Now that I’m long back from the holidays we’ve already started performing Program 2 which consists of “Agon” (Balanchine), “Afternoon of a Faun”(Robbins), “Liturgy” (Wheeldon), and “In the Upper Room” (Tharp). In The Upper Room seems like the ballet of the past 2 seasons like every company has been doing it! ABT, Birmingham Royal Ballet, Washington Ballet, Miami City Ballet, Pennsylvania (I believe…) and probably some more! Well let me tell you, this ballet is psycho! I’m sure you all heard from David that this ballet was absolutely insane, in which he is very right. The ballet is just a freaking marathon.
Let’s see, ok there are 9 sections in the ballet. It is all set to music by Philip Glass (which is absolutely AMAZING by the way, if any of you get a chance, you can pick up the cd at your local Barnes & Nobles or something, however it will be missing a few tracks).
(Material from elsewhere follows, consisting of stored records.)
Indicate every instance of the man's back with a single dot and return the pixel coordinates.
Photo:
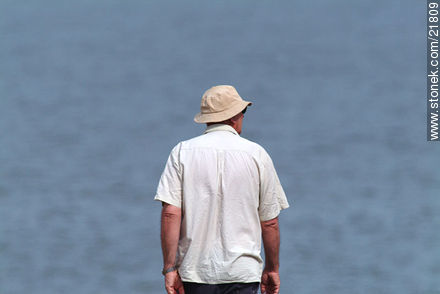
(220, 197)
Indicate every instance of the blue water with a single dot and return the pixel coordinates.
(94, 94)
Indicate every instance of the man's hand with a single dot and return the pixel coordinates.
(270, 282)
(173, 283)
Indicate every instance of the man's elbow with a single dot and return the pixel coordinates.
(170, 211)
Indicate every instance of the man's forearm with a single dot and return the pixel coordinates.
(170, 231)
(271, 241)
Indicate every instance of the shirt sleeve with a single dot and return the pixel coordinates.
(169, 189)
(272, 196)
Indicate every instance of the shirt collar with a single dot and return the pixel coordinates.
(220, 127)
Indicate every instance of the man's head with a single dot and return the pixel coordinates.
(222, 104)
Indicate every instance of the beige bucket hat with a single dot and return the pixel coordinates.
(220, 103)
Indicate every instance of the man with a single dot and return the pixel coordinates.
(220, 194)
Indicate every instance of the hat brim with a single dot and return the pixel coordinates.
(220, 116)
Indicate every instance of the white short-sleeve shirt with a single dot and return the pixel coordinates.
(226, 185)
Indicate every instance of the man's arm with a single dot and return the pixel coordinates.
(270, 280)
(169, 235)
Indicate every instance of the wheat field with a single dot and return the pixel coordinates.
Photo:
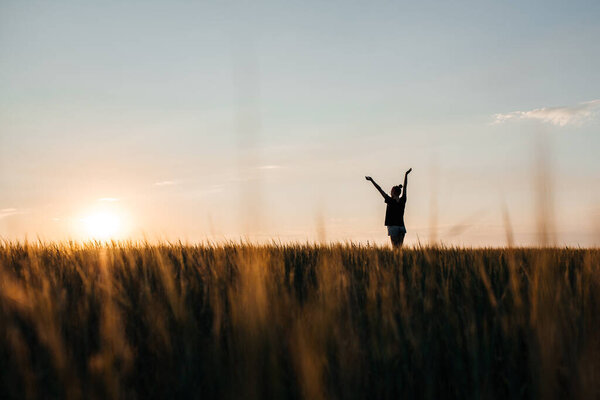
(341, 321)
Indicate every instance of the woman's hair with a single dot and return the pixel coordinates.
(396, 190)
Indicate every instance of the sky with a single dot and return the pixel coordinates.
(212, 121)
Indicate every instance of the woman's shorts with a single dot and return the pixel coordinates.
(396, 230)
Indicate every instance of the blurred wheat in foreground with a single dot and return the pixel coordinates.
(291, 321)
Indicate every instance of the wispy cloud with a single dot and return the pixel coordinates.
(166, 183)
(7, 212)
(560, 116)
(269, 167)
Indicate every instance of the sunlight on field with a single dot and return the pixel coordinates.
(125, 320)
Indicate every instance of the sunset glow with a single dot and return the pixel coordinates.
(103, 225)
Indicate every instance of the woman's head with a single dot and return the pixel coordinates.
(396, 190)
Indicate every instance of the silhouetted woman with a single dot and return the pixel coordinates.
(394, 214)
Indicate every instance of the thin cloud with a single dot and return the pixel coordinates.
(559, 116)
(166, 183)
(269, 167)
(7, 212)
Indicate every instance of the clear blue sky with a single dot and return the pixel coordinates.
(221, 120)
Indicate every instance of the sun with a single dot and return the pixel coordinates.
(102, 225)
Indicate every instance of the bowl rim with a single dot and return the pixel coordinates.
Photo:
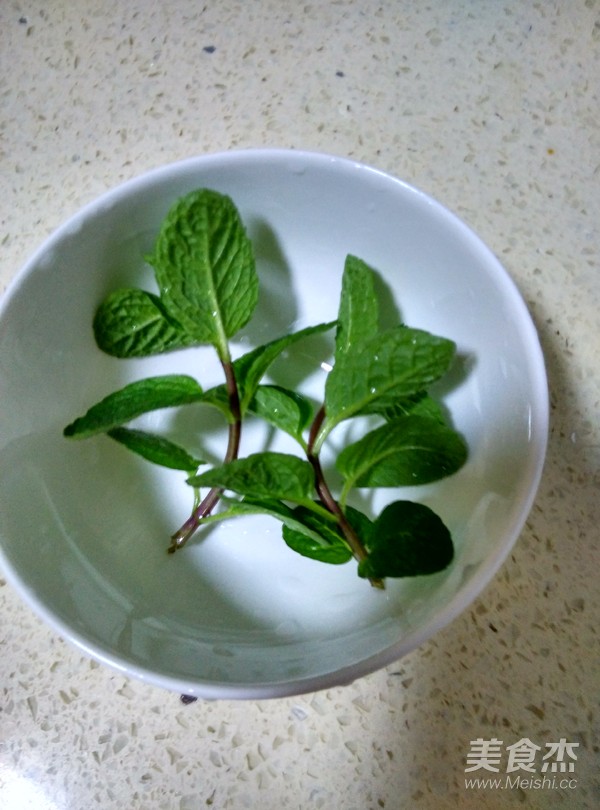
(463, 597)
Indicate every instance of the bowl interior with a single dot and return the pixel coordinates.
(84, 526)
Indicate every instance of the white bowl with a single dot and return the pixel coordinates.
(84, 525)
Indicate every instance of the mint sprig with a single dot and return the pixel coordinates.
(207, 284)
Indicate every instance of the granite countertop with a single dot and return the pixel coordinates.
(491, 107)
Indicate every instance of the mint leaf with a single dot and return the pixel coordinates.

There are the Stompers and the Ballet people. The stompers wear sneakers, and ballet is well… ballet. The ballet consists of…
3 Male Stompers, 3 Female Stompers, 2 Ballet Women (Bomb Squad), 3 Ballet Men, 1 Ballet Woman, 1 Crossover Woman (Stomper & Ballet) = 13 Dancers
Simply put, section 1,3,5,7 are basically stomper sections and Section 2,4,6,8 are pretty much the ballet sections and in #9 we all dance together. The piece runs about 40 minutes long and let me tell you, by the end everyone is just crawling on the floor. This is one of those ballets where you are SO tired that many of the dancers actually feel sick afterwards. You push so beyond your limit that you cant even see straight anymore. It’s insane… and before every performance of this ballet, I’m thinking to myself… “in 25 minutes… I am going to be so exhausted, almost to the point of dieing… yet I’m going to continue with this…” haha, it’s almost incomprehensible. Like you know when you do things that you know are wrong… yet you do it anyways? That’s almost what I feel like with this ballet, not that I think it’s wrong, because it’s crazy, and I LOVE dancing it, but it’s SO tiring… but yet I go back for more everytime… why? hahaha
The reason why this ballet is called “In The Upper Room” was because after Twyla choreographed this, it was evidently so hard on the dancers that they were so called “in the upper room” after they finished dancing this piece. Like so “in shape” that they were “in the upper room”. Get it? Haha, we always joked that we felt more like we were in the basement after dancing that, hahaha, but let me tell you, anyone who does this needs to be in top shape! Back in the day when Twyla choreographed this, she was very into the Yoga/aerobics sort of thing, so you’ll see alot of the choreography being influenced by those organic movements.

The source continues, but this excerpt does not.